So, why are you asking?
Did all the lights on your light string go out?
More than likely, a bulb has come out of the socket. Visually inspect the light string and replace the bulb with one of the replacement bulbs that came with the set.
If you don’t have a replacement handy, you can use from a string that is exactly the same as a source of replacements. Keep this in mind when you are ordering quite a few light strings. Order one extra string to be a source of bulbs for all the others when their bulbs burn out.
Replacing burned out bulbs as soon as they go out extends the life of the entire string since the same current runs through the string. With fewer bulbs in the string, the remaining bulbs will burn hotter and their lives will be shortened.
At the end of each Season, it’s a great idea to check for any dead bulbs and replace them before storing the light strings away.
Are you looking at them unlit to find the one that is toast?
You can tell which bulb is out on your string of traditional Christmas lights by looking for the bulb that is “burned out” by looking at the tiny little filaments in the light bulbs to see which bulb is “burned out” or has lost it’s filament.
Many times the bulb will be “smoked” as well.

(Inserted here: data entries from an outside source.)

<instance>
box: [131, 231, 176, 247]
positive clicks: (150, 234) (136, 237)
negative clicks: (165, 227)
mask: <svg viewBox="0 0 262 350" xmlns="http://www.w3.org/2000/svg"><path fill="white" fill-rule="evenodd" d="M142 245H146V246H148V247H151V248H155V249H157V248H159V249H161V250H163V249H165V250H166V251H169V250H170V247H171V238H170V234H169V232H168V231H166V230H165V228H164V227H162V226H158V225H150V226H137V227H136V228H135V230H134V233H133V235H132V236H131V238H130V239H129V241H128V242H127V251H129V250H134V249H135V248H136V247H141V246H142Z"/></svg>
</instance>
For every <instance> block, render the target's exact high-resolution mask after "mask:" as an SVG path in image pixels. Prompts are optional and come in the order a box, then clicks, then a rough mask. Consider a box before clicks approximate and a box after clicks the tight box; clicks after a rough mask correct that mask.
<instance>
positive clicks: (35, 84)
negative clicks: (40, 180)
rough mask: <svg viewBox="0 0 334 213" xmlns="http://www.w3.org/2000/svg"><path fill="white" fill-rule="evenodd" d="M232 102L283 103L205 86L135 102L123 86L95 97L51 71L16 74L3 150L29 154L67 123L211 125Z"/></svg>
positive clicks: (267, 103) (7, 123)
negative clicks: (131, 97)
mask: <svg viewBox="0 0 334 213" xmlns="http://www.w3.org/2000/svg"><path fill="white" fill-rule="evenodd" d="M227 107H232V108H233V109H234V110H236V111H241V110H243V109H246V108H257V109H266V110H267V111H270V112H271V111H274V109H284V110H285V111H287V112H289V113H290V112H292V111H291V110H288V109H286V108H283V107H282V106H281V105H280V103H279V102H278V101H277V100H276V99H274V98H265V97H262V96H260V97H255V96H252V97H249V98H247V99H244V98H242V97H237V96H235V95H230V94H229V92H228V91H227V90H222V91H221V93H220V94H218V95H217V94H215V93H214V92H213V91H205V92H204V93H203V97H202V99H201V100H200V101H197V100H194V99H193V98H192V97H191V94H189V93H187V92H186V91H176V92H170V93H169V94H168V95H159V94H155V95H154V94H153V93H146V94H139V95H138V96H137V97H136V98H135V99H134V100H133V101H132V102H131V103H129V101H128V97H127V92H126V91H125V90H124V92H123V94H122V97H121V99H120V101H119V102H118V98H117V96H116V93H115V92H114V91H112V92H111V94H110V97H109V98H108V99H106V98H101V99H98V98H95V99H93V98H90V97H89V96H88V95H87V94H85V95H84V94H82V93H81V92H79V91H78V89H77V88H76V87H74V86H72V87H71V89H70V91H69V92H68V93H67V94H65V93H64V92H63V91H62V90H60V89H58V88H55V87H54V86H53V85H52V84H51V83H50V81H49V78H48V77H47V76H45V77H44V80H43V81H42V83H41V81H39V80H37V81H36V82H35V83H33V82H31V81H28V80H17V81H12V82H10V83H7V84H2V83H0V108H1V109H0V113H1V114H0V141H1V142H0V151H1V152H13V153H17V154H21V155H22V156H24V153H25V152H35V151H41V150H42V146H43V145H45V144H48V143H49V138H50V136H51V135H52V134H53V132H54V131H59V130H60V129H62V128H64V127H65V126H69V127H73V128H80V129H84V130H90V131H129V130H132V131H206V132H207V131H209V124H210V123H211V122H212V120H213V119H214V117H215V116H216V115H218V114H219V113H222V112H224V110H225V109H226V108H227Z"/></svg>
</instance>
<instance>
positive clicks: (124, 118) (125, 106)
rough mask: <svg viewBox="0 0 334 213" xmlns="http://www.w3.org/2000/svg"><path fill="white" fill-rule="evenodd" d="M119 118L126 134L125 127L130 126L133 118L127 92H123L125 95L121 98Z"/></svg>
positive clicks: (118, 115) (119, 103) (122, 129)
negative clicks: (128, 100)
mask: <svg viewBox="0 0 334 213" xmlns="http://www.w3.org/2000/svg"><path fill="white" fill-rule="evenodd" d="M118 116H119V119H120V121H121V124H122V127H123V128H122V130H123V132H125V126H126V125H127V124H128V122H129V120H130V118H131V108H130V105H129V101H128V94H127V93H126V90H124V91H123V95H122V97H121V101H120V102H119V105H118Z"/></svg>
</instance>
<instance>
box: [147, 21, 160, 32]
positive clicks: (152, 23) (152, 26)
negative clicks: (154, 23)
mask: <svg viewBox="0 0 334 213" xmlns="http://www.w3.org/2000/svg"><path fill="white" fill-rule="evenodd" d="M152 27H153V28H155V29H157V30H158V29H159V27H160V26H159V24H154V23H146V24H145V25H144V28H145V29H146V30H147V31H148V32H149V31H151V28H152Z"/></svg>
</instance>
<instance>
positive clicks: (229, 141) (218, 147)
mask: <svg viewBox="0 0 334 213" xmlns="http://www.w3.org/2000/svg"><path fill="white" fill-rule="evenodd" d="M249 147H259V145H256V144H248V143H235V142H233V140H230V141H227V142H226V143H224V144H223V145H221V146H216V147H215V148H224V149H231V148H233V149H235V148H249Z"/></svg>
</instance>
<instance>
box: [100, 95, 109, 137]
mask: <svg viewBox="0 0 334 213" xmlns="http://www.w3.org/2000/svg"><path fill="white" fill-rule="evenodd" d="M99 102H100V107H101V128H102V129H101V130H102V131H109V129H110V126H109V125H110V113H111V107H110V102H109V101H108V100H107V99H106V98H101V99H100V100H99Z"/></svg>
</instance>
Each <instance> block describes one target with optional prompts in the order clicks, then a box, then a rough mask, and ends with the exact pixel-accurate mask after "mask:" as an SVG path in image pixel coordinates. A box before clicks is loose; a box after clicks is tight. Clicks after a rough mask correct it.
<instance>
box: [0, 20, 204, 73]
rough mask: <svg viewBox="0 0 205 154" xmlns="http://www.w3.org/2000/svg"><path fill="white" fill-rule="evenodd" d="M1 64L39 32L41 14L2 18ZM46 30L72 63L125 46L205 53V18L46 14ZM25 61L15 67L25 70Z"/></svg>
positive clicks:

The inside of the bulb will be a little blackened. Normally, if a bulb is just burned out, the rest of the lights will stay lit unless a tiny little wire that looks like a little hair at the base of the bulb has also lost connection. (That little shunt wire is what continues to conduct electricity and keep the light string on if the bulb burns out.)
Replace the blackened bulb and plug the set back into an outlet alone. If the light string doesn’t come back on, a problem with the wiring harness may be indicated. If that’s the case, stop using the string of lights and replace it with a new string.
Great article but how do I know which replacement bulbs to order?? There aren’t any markings on the bulbs.
Light sets can have various bases and voltage ratings for replacement bulbs. The best options is to use the replacement bulbs that came with the light sets – maybe in a little clear plastic envelope – or choose one of a set of a group of lights and use bulbs from it to repair the others.
The voltage rating of the bulbs themselves will depend on how many bulbs are in each circuit. Sometimes that is not as straightforward to determine as one might think. Check any labeling or packaging to see if that specification is provided.